Media and performance

June 23, 2008 Django

Ever since last September when I moved this site off the shared-hosting account which had been handling it from its initial launch, I’ve been using separate services to handle static files — “media” in common Django parlance — instead of using the same web server instance, or a separate instance running on the same physical server as the rest of the site. Specifically, I’m using Amazon S3.

When I first explained this a few months ago, I got a bit of pushback and a few questions, both in comments and in private emails, about why the Django documentation recommends doing this; for example, the mod_python deployment docs say that:

Django doesn’t serve media files itself; it leaves that job to whichever Web server you choose.

We recommend using a separate Web server — i.e., one that’s not also running Django — for serving media.

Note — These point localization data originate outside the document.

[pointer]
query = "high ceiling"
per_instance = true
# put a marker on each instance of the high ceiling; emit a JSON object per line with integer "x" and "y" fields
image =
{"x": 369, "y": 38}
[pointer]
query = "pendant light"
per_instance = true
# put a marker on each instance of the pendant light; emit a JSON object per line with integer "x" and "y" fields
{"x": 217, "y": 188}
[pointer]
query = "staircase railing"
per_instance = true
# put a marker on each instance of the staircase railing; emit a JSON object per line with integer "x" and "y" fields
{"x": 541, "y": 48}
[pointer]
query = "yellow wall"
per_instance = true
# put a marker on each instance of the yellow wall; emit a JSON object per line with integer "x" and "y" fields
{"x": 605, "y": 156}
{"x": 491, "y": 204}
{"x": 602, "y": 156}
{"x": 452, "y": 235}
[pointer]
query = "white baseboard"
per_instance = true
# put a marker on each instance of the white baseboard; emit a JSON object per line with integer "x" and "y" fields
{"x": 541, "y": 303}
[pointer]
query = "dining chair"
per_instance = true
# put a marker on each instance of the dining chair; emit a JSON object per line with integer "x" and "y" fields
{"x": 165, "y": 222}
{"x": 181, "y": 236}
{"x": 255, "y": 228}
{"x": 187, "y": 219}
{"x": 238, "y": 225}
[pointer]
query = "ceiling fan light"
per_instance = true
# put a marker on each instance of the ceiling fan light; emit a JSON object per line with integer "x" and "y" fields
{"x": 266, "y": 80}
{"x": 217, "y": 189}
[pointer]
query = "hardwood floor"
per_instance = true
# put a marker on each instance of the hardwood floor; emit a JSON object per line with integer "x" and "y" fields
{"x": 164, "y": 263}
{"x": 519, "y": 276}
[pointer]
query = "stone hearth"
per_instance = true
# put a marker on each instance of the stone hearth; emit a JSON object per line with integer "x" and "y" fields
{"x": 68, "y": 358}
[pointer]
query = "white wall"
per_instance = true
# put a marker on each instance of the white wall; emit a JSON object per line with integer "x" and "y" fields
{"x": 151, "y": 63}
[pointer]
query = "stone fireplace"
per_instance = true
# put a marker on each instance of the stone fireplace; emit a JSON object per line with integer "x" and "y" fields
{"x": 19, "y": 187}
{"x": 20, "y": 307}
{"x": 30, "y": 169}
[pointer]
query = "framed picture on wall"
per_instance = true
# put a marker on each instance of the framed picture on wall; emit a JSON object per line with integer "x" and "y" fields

And with my most recent redesign/server move I’ve been getting similar questions again, because I’ve switched from mod_python to mod_wsgi, in daemon mode, for serving Django, and mod_wsgi’s documentation says that

Because the WSGI applications in daemon mode are being run in their own processes, the impact on the normal Apache child processes used to serve up static files and host applications using Apache modules for PHP, Perl or some other language is minimal.

The general impression people get, however, is that serving both media and Django will have an adverse impact on performance, which causes some misunderstandings and hides the real issue. So I’d like to recap and explain in a bit more detail why, exactly, it’s considered important to have a separate server (or a separate service, in the case of something like S3) handling your media.

The wrong kind of performance analysis

The biggest point of confusion on this topic is simply a misunderstanding of what’s meant by “performance” in this context. Unfortunately, “performance” is a bit of a loaded word; a lot of folks hear that handling Django and media from the same server is bad for performance and make some assumptions based on that, typically that it means you’ll be using more memory or more CPU time or that the I/O overhead of serving files will slow things down, or… well, a lot of things that aren’t necessarily accurate.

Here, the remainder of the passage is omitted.